AI for commercial life sciences: 3 trends you can’t ignore in 2020
As we enter a new decade, our belief in the the impact of Artificial intelligence is getting stronger. Supporting the industry to drive the right drug to the right patient at speed is a huge responsibility that has to be taken very seriously, writes Rasim Shah, director at OKRA Technologies.
Towards the end of the last decade we have seen great progress made within life sciences and the use of AI, but moving in to 2020 the spotlight on commercial teams and gaining competitive advantage with AI will intensify.
Can AI tell us why things are happening? How can we operationalise AI to drive more personalised engagements? How can we support field teams beyond the next best action? How can we predict the future of our brands vs the competition? We need scale with AI, but at the same time we need to be mindful of the different data sets in each market, how can AI help? These are just some of the questions we are asked today by life science commercial teams as we continue to help adoption across the industry.
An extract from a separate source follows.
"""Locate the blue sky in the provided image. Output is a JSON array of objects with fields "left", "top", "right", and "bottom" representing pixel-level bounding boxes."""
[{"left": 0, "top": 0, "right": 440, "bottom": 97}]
Supporting commercial teams (sales representatives, sales managers, brand and marketing managers) with AI is not without its challenges. Data access, data privacy, trust and ethics all need to be considered, but utilising data that is already available and providing real world recommendations with full validation and explainability is possible today.
In 2020 I believe the following 3 key trends will drive the use of AI for commercial life sciences leading to scale:
1) Explainability - If your AI is not explainable ditch it!
AI systems will only make us intelligent if we can action the output and humans will only be empowered to take action if they can trust the output. In 2020 explainability will need to underpin the outputs made by AI systems. Why has the prediction, suggestion or recommendation been made? Explainability can not and should not be ignored.
AI is an incredibly powerful tool to drive commercial operations and strategy within life sciences. The ability to process huge amounts of data, see patterns, spot anomalies and ultimately predict sales, sales opportunities, provide lead recommendations and much more is hugely exciting. However, unless an AI system is able to explain the reasons behind its outputs it will fail to drive the trust we as humans require.
Additionally, without the explanations behind the recommendations the user and the system can’t learn together, and it is this learning which is fundamental to the future success of such systems. In Europe for example, where each market has very different data sets, data granularity and privacy laws the learning process will be critical to driving outcomes over long periods.
Explainability will need to be a fundamental output for all commercially focused AI systems. Our industry is built on evidence and we can not change the rules for AI.
2) It’s a two way conversation - AI systems and humans need to hold hands
AI systems and the users of such systems must be joined at the hip. In 2020 we will see more systems that allow the users to feedback directly into the system. For example, there are thousands of sales representatives on the road, having thousands of conversations every day across multiple therapy areas. These conversations can act as new data points and drive new insights that will improve the learning of AI systems over time.
AI systems and humans will need to communicate and in 2020 commercial teams must make use of user knowledge and create feedback mechanisms that create a rich source of data to feed into future outputs. This combination of technology and human knowledge is essential for commercial AI solutions in life sciences, as the best systems are not designed to replace people but instead empower them to take action with confidence.
3) Rapid AI pilots 8 weeks - Embrace agile or get left behind
12 month, large scale, full country pilots is an approach we hopefully leave behind. In the new decade, validation of your AI pilot should not take longer than 8 weeks. Commercial teams can become the catalyst for life science companies to adapt quickly to the change that AI is bringing.
AI can and is fuelling competitive advantage within weeks, and commercial teams should seek to engage external AI vendors that can help accelerate the speed of their business through smarter decision-making and faster execution.
From creating the business question to the acquisition of data, system design, modelling, feature extraction, prediction accuracy and testing, all of this can be done within 8 weeks if not faster, including the heavy lifting and cleaning of customer data.
Speed will also become increasingly important when scaling one solution across multiple markets. In Europe alone, the UK, Germany and France have a very different data landscape. Data availability, data granularity, privacy laws and finally the needs of sales reps for example are different and hence rapid, agile pilots are a way to ensure that time and money are not wasted in the hope of driving outcomes through large scale projects.
The growing confidence that life sciences is putting in AI will encourage further innovation in the sector throughout 2020, driving both operational and strategic commercial decisions.
Moreover, it will be crucial that AI systems follow these 3 trends in order to be effective in approaching the challenges of the modern market and learning at a pace that has not previously been associated with life sciences.